Movin’ along, I’ve used my experience from Kata in setting up a fairly extreme pose to get the correctives for the hip/thigh joints working properly. In Kata I had scripted correctives that really didn’t do a great job for this pose, an aerial split or grand jeté, so I made sure this time 'round I had this problem solved before starting the animation. The bones shown basically grab the verts in the “creases” of the thigh joint and pull them out to maintain an approximate constant volume for the joint area even under extreme flex.

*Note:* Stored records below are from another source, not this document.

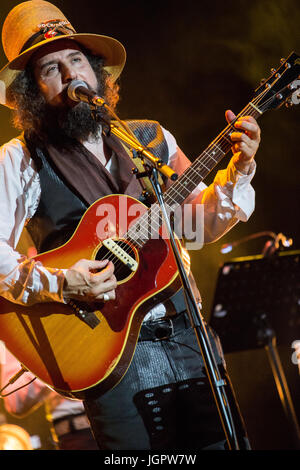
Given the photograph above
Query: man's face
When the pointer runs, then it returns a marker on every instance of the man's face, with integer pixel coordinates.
(56, 65)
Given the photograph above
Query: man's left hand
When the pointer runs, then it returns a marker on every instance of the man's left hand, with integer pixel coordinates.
(245, 142)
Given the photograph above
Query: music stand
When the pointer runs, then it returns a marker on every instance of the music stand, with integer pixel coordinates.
(257, 304)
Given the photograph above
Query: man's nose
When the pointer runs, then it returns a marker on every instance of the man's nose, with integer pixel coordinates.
(68, 74)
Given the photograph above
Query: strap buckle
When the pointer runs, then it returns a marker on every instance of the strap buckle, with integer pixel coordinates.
(165, 331)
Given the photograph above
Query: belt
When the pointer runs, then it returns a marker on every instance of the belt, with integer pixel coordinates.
(70, 424)
(164, 328)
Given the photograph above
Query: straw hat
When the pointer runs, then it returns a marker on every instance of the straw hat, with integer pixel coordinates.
(33, 24)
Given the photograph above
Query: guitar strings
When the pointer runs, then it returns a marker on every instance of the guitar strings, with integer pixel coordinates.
(170, 193)
(201, 161)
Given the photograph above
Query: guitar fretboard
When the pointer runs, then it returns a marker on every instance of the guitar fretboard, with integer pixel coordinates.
(205, 163)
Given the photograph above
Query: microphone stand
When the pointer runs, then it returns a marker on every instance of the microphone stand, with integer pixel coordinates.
(215, 379)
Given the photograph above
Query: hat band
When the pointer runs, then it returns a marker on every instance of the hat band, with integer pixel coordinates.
(47, 32)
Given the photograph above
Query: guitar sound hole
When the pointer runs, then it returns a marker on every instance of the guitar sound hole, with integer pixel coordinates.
(122, 271)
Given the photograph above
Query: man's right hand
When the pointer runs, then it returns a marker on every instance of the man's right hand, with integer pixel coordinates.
(89, 280)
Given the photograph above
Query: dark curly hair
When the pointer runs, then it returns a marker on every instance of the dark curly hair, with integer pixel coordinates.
(34, 116)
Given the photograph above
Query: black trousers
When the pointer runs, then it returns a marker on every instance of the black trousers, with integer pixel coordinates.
(164, 401)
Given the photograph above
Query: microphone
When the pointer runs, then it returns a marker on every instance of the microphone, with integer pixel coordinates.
(278, 240)
(78, 90)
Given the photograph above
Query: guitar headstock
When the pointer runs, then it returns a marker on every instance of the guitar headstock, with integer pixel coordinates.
(282, 87)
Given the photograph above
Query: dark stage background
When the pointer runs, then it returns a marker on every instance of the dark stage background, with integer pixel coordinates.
(187, 63)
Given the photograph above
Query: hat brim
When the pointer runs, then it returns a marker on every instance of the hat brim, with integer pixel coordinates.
(112, 51)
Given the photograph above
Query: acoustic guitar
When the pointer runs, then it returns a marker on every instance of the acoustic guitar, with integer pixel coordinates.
(78, 348)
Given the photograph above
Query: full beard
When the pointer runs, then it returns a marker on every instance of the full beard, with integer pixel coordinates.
(69, 121)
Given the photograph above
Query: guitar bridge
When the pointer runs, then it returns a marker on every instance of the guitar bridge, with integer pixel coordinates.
(90, 318)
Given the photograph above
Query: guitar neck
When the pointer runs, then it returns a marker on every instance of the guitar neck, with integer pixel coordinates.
(205, 163)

This is not a particularly elegant solution, as the leg motions range is so large that the constraints/drivers I plan for them will only roughly approximate final positions for the corrective bones – considerable hand-tweaking will be needed. Getting the creases to evert smoothly required a great deal of finicky weight painting, often using a brush weight of around .01 on individual vertices. This was complicated by the need to have two crease correctors, one for the side and rear, and one for the front, for both right & left joints. With the pelvis & thigh bone influences also involved, it meant having to balance three or four influences on almost all the verts in these areas; four bones influencing any one vertex is about as many as you want to permit, otherwise it gets really tricky finding the right balance. I have about 20 hours into just the weight painting of these joints, but the results are worth the effort:

While plodding through the weight painting I came up with a different approach I want to try using a “volume object” inside the joint, which the mesh surface rides over like skin over a bone or muscle; this will employ the Shrinkwrap modifier. I’ve done something similar with the Othello face rig’s eyelids, so I know the principle is sound, but making it work in this application may be a lot trickier. But if it does work, it may completely eliminate the need for such corrective bones as shown above,

A Truly Grand Jeté

The previous pose was useful while setting up the constraints that drive the corrective bones for this model, but to really test the range of leg deformation (and shoulders, back & chest as well), I tried matching a pose I found as a ref:
Some ballet & dance images

I came close, but the human body is remarkably flexible, and the ballerina manages even more extreme “deformations” than my model can manage! But this character won’t be doing any classical dancing, this is just a means of stressing the rig’s and model’s capabilities, as well as a pretty picture. :smiley:

Why is she always wearing boots? 'Cause she has no feet. Modeling feet & toes is time-consuming, and since the character will always wear some sort of footwear, no need to spend the hours on those details.